The challenge the government faces is that around 30–40 % of total online activity is thought to take place on unlicensed or offshore platforms. The SZTFH is actively blocking many of these sites, and as a result, the legal portion of the market is showing upward momentum.

Player behaviour & technology adoption

Mobile‐first gaming is the dominant consumer behaviour in Hungary.

Younger players gravitate toward hybrid betting formats and real-time wagering features, suggesting that online casinos should be the focus of new operators, provided they can meet the land-based casino criteria.

The best online casinos in Hungary will then dominate the industry.

There is also growing interest in cryptocurrency or wallet payment options to facilitate faster deposits and withdrawals; however, there’s no regulatory acceptance currently in place.

Challenges facing the Hungarian iGaming market

High barriers to entry

The strict regulations around the physical presence in Hungary, the minimum requirement of HUF 1 billion in share capital and the high application and licensing fees already reduce the pool of potential applicants.

👉🏻 Additional requirement? An online casino has to be backed by a land-based casino in Hungary.

Compliance risk & enforcement

Illegal gambling sites are a concern for Hungarian authorities, and since the beginning of 2024, the SZTFH has actively blocked more than 2,000 unlicensed sites.

Any potential operators that have even been remotely connected to any of these sites won’t have their applications considered.

Operators must also respect rigorous standards for responsible gaming, AML and data protection, further adding to the challenges to be overcome before applying for a license.
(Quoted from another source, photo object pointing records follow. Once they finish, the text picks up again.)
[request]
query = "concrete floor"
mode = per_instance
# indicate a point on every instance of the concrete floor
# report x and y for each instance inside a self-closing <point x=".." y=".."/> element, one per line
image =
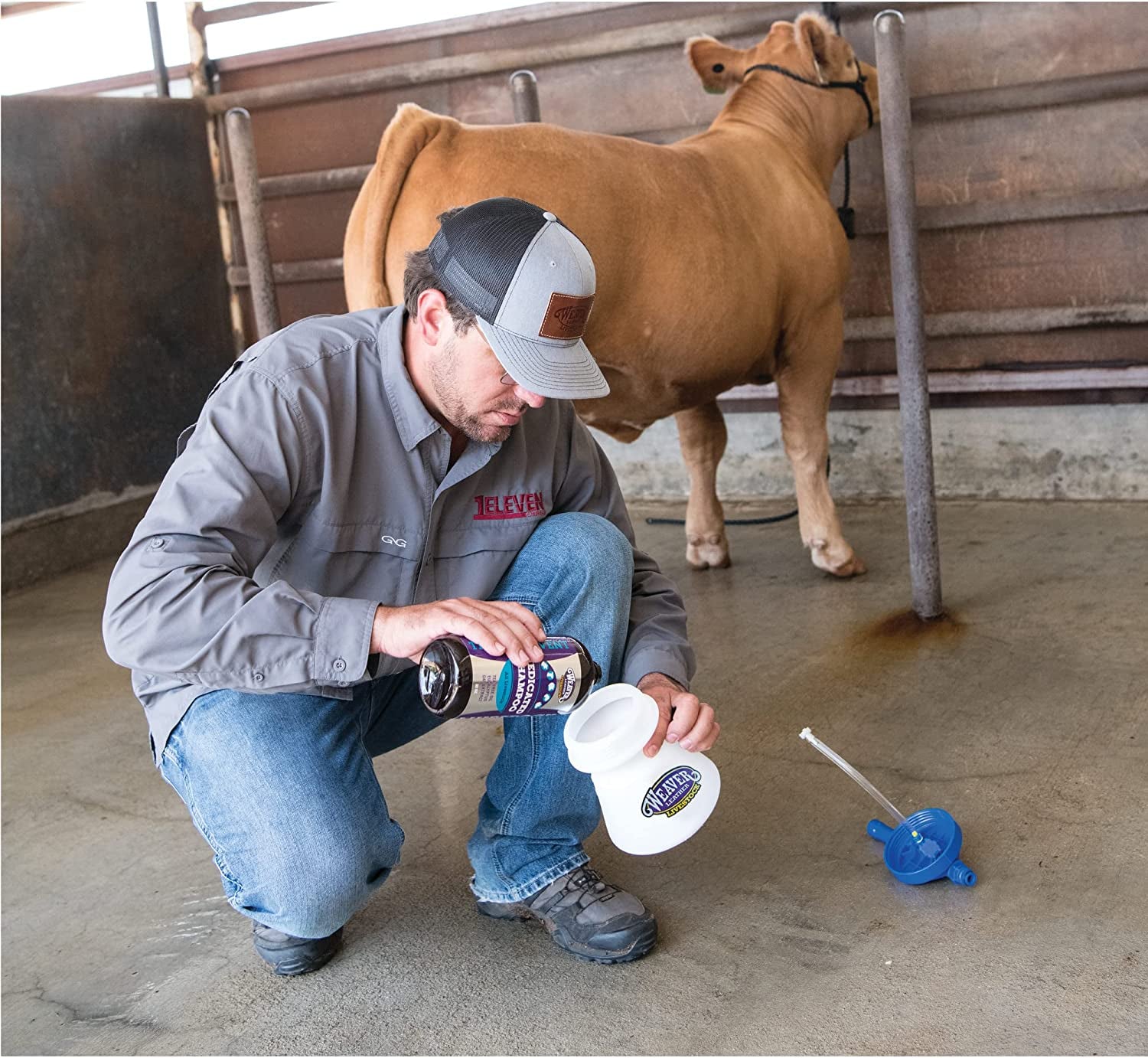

Opportunities & market outlook

Central Europe is a growing hub of gambling, and Hungary is being viewed as a gateway. If the barriers to entry were lowered, the country could become a major player on the continent.

Sports betting as growth engine

Sports betting is now open to other domestic and international operators. The estimated revenue from sports betting in Hungary for 2025 is approximately €180 million.
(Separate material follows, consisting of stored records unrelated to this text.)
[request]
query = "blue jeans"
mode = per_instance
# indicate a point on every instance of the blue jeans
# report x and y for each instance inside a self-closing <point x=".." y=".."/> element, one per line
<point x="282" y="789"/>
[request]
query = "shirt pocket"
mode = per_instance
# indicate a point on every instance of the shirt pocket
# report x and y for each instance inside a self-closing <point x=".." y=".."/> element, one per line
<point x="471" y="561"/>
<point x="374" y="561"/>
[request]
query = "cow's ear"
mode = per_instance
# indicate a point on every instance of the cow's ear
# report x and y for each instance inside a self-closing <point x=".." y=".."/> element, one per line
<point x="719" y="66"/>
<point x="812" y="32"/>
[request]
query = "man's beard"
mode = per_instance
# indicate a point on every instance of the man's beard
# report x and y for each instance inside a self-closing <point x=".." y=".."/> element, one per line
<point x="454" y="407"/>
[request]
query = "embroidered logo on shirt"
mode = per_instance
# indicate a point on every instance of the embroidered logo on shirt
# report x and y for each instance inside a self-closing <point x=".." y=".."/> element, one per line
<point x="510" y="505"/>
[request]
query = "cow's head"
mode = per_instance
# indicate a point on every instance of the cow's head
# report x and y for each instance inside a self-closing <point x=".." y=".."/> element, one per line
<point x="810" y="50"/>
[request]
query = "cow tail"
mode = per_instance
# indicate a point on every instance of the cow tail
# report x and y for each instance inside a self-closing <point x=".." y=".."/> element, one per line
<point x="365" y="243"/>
Hungary’s entire gambling industry is expected to reach a projected market volume of $737.70 million and approximately 549,000 users by the end of 2029. These impressive figures are likely to attract other operators.

B2B technology & compliance solutions demand

The Hungarian government has a strict view on illegal gaming. Its regulatory complexity has driven a growing demand for KYC/AML solutions and heavy platform monitoring and compliance across all tech providers.
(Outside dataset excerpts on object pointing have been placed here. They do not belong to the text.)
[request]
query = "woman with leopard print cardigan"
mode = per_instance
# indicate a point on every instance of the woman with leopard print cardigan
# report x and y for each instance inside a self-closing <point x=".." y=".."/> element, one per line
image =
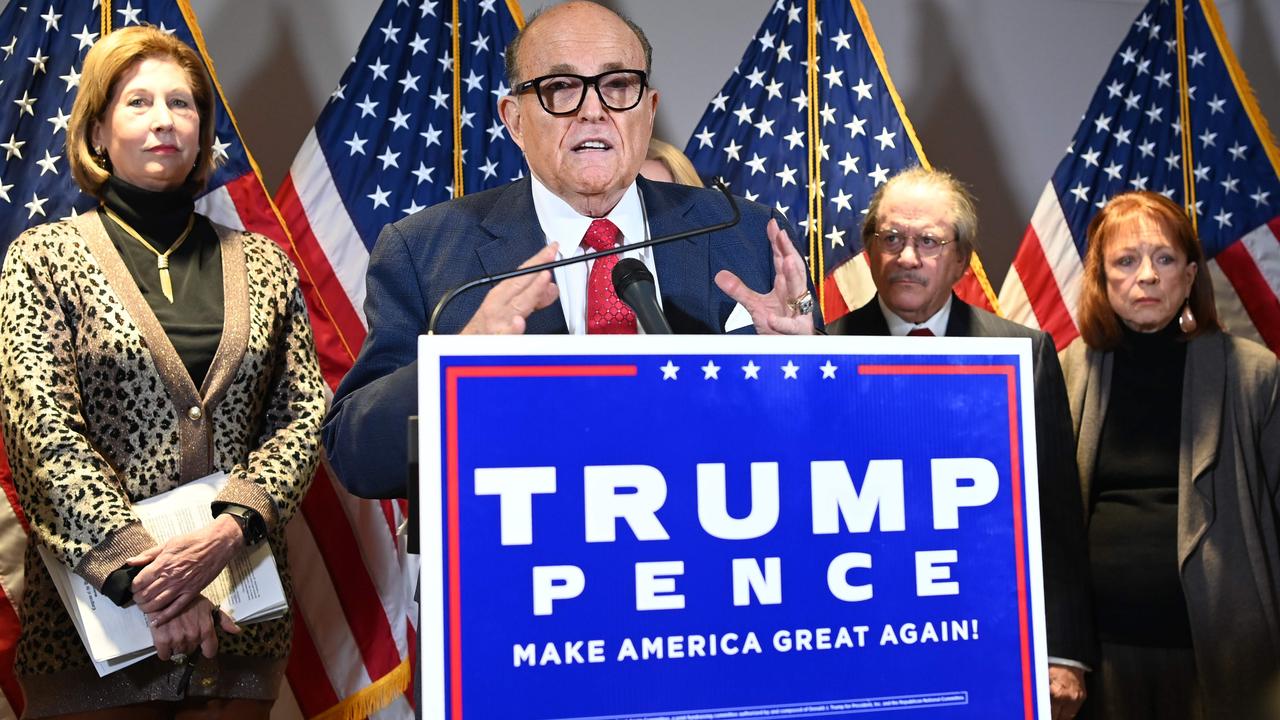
<point x="141" y="347"/>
👉🏻 For online gaming sites to succeed in Hungary, they’ll need to be localised, available in Hungarian, and support local payment methods.

The primary betting demographic in Hungary is the 35–54 age group (67% of the population), who are heavy users of social media—particularly Facebook—so a level of integration is necessary.

Risks & strategic considerations

Significant changes were made to the legislation in 2023, but they’re ongoing. Operators applying for licenses need to keep abreast of all the changes, and new requirements may come into play during their application process.

Compliance and licensing costs are a consideration before applying. Hungary imposes a 15% gross gaming revenue (GGR) tax on online sports betting and related activities.

State influence and market concentration

Despite reforms, Szerencsejáték Zrt. retains control over lotteries and draw-based games. This monopoly means that licenses are only being made available for the sports betting and online casino verticals.

With all the regulations to meet, despite the many containers, proper competitive balance may take years to materialise.

Hungary at the cusp of change

The 2023 reform is a positive development that brings Hungary closer to EU standards, but it continues to maintain strict controls. Projected 2025 legislative developments include:

  • Centralised licensure across all gambling forms
  • Stricter advertising regulation with mandatory requirements for problem gambling disclosures
  • Stronger player protection with responsible gaming limits and awareness measures against addiction
  • Active tracking and blocking of blacklisted sites

🎯 With potential growth in the sportsbook sector and increased demand for compliance infrastructure, Hungary is at the centre of attention for Central European expansion in gambling.